Can We Use Dollars to Compare How Much Various Life Events Affect Well-being?

The life events I propose to discuss here are things like major improvements or worsening in financial situation, getting married or divorced, having a child, serious personal injury, death of a spouse, being made redundant and change of residence. I will focus on subjective well-being, as measured by surveys which ask people for a numerical rating of their satisfaction with life.

One way to compare the impact of life events on well-being is to calculate what change in income would have an equivalent impact after controlling for other factors. Some readers might recall research findings for the U.S. and Britain which suggested that the increased income equivalent of a lasting marriage is around $100,000 and an increase in income of around $60,000 would be required to compensate for the loss in well-being associated with becoming unemployed. (These numbers come from some pioneering research by David Blanchflower and Andrew Oswald published in 2000.)

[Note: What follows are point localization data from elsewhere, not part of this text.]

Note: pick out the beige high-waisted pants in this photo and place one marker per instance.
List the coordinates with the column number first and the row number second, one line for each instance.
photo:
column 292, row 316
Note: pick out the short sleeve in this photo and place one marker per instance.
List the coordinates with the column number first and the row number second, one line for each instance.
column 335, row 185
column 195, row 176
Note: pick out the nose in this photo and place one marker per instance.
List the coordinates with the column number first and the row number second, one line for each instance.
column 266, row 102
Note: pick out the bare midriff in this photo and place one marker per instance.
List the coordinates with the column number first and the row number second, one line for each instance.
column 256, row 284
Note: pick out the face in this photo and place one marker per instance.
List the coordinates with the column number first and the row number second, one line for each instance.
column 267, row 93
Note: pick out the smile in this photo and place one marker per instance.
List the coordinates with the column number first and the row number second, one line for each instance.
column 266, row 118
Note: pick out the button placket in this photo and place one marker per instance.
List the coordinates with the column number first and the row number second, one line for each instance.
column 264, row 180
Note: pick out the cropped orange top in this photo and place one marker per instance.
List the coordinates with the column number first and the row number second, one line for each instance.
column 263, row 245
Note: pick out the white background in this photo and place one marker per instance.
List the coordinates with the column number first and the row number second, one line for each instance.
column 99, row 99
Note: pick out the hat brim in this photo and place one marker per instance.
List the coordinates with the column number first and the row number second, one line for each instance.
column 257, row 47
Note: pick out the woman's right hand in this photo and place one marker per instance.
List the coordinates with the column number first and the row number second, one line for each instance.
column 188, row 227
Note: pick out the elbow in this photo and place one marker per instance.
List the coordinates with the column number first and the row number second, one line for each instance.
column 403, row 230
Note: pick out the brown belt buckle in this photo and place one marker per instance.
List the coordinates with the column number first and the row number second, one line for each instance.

There are several problems with the methodology of this early research which tend to overstate the income changes equivalent to life events. First, the methodology is based on estimates of the (small) impact that higher incomes have on current well-being without taking account of the impact of higher incomes on future well-being. Higher incomes enable the wealth accumulation (and the redistributions through tax and welfare systems) that make it possible for people to maintain their well-being during periods when earning potential is diminished (e.g. during retirement) or when they incur heavy costs or heavy costs are incurred on their behalf (e.g. education and medical expenses).

Second, the methodology focused on the impact of being in a particular state (e.g. married or unmarried) rather than on the duration or timing of the effects that life events have on well-being. Life events typically have large impacts on life satisfaction for only a relatively short period.

Third, the methodology was unable to distinguish causation. For example, it was unable to assess whether married people are happier than unmarried people because marriage tends to make people happy or because happy people are more likely to get married.

Research in this area has progressed a great deal in recent years, with the use of ongoing surveys that enable changes in the well-being of the same sample of people to be linked over time to life events. The HILDA survey (Australian data) shows that the events with the greatest positive effect on life satisfaction for both males and females included a major financial improvement in the past three months, having been married in the last three months and birth of a child (less than nine months ago). The events with greatest negative effect on life satisfaction included being detained in jail, a major financial worsening at any time in the last year, a recent separation from a spouse or partner and recent death of a relative or family member.

A recent paper by Paul Frijters, David Johnston and Michael Shields estimates the one-off windfall improvement in finances needed to compensate for various life events (‘Happiness dynamics with quarterly life event data’, DP 3604, IZA, July 2008). The windfall approach seems preferable because a comparison of the effects on current well-being of different life events avoids the conceptual and measurement problems of attempting to compare the effects of life events with the effects of differences in income levels.

The authors obtained the following estimates of compensating windfall financial gains for various life events:

Death of spouse/ child: + $178, 300
Serious personal injury or illness: + $ 59,200
Change of residence: – $ 53,000
Birth or adoption of child: – $ 18,300
Marriage – $ 16,500
Separation from spouse or partner: +$ 14,900
Fired or made redundant: + $ 6,900
Victim of property crime: +$ 2,700

(Currency: Australian dollars; $A1 = about $US 0.80. Assumed discount rate = 5% ) .

I should note that these compensating windfall estimates are additive. For example, a person who is fired might become separated from his or her spouse and experience a major financial worsening at the same time.

It seems to me that the magnitude of these estimated compensating windfalls generally make a lot more sense than do the much larger estimates of income-equivalents of life events. Nevertheless, I feel uneasy about the idea that the life satisfaction of people who suffer the death of a spouse or child would be unaffected, on average, if they received a windfall gain of around $A 178,300 at the same time. Can any amount of monetary compensation actually be sufficient to enable life satisfaction to remain unaffected while a person is mourning the loss of a loved one?